Thursday, April 16, 2009
Absurdity at the Old Ball Game
You may recall that I haven't had much interest in Major League Baseball since the 1994 strike (yes, I can hold a grudge for at least 15 years). I pay a scant bit of attention to the Washington Nationals sometimes (since they're 0-7 right now, there's very little incentive to keep track of their doings), but that's mostly because they're local and I need to know a little bit about them to keep up with conversations at work. Overall, though, I have very little interest in the world of professional baseball (a far cry from my childhood in which the Yankees dominated many of my thoughts and fantasies).
There are a lot of absurdities in the Major Leagues these days, but I think I came across the most ludicrous one tonight. A baseball fan is suing the New York Police Department and the Yankee Partnership because he was thrown out of Yankee Stadium during a game last year. Why are both of these entities being sued, you ask? Well, the police are being sued because they wouldn't let the guy go to the bathroom during the 7th inning stretch. To be more precise, they wouldn't let him go during the playing of the 7th inning stretch music - a performance of "God Bless America." The guy tried to keep walking and the police helped him walk right out of the stadium. The reason they wouldn't let him use the washroom during that hallowed moment brings us to why the Yankee Partnership is being sued: the group has "a policy that restricts fan movement during the playing of "God Bless America.""

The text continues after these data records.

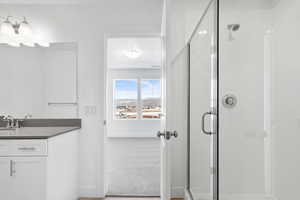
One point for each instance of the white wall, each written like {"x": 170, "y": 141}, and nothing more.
{"x": 133, "y": 166}
{"x": 22, "y": 92}
{"x": 32, "y": 77}
{"x": 87, "y": 25}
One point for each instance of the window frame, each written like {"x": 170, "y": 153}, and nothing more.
{"x": 139, "y": 100}
{"x": 114, "y": 108}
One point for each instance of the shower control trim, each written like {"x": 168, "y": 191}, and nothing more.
{"x": 167, "y": 134}
{"x": 229, "y": 101}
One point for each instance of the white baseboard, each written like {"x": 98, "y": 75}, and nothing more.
{"x": 203, "y": 196}
{"x": 89, "y": 192}
{"x": 177, "y": 192}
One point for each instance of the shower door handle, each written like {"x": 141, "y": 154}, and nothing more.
{"x": 203, "y": 123}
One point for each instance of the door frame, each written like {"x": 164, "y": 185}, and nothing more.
{"x": 103, "y": 187}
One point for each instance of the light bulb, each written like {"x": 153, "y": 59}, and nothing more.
{"x": 43, "y": 44}
{"x": 25, "y": 29}
{"x": 133, "y": 54}
{"x": 13, "y": 43}
{"x": 7, "y": 28}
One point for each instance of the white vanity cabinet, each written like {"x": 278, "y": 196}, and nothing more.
{"x": 43, "y": 169}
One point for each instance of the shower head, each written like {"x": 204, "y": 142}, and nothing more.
{"x": 233, "y": 27}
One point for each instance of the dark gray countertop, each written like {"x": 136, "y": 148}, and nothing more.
{"x": 36, "y": 132}
{"x": 40, "y": 128}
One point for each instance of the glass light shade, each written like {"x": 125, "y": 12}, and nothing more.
{"x": 43, "y": 44}
{"x": 13, "y": 43}
{"x": 25, "y": 29}
{"x": 7, "y": 29}
{"x": 133, "y": 54}
{"x": 28, "y": 43}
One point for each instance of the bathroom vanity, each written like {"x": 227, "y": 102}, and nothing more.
{"x": 40, "y": 161}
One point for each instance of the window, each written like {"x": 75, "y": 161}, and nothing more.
{"x": 125, "y": 99}
{"x": 137, "y": 99}
{"x": 151, "y": 99}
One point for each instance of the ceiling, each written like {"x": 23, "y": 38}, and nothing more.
{"x": 41, "y": 2}
{"x": 150, "y": 49}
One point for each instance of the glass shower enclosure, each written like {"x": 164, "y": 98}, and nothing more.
{"x": 244, "y": 104}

They have got to be kidding! The man was not at a church service, nor was he at a classical musical recital - he was at a baseball game, a privilege for which he paid hard-earned money to purchase a ticket. The time between innings is when people traditionally stretch, buy refreshments and use the washrooms. The partnership's policy is ridiculous and the police behaved boorishly. I hope the guy wins a significant settlement. Religio-patriotism has reached absurd heights when people have to time their potty breaks not to coincide with the sacred 7th inning stretch.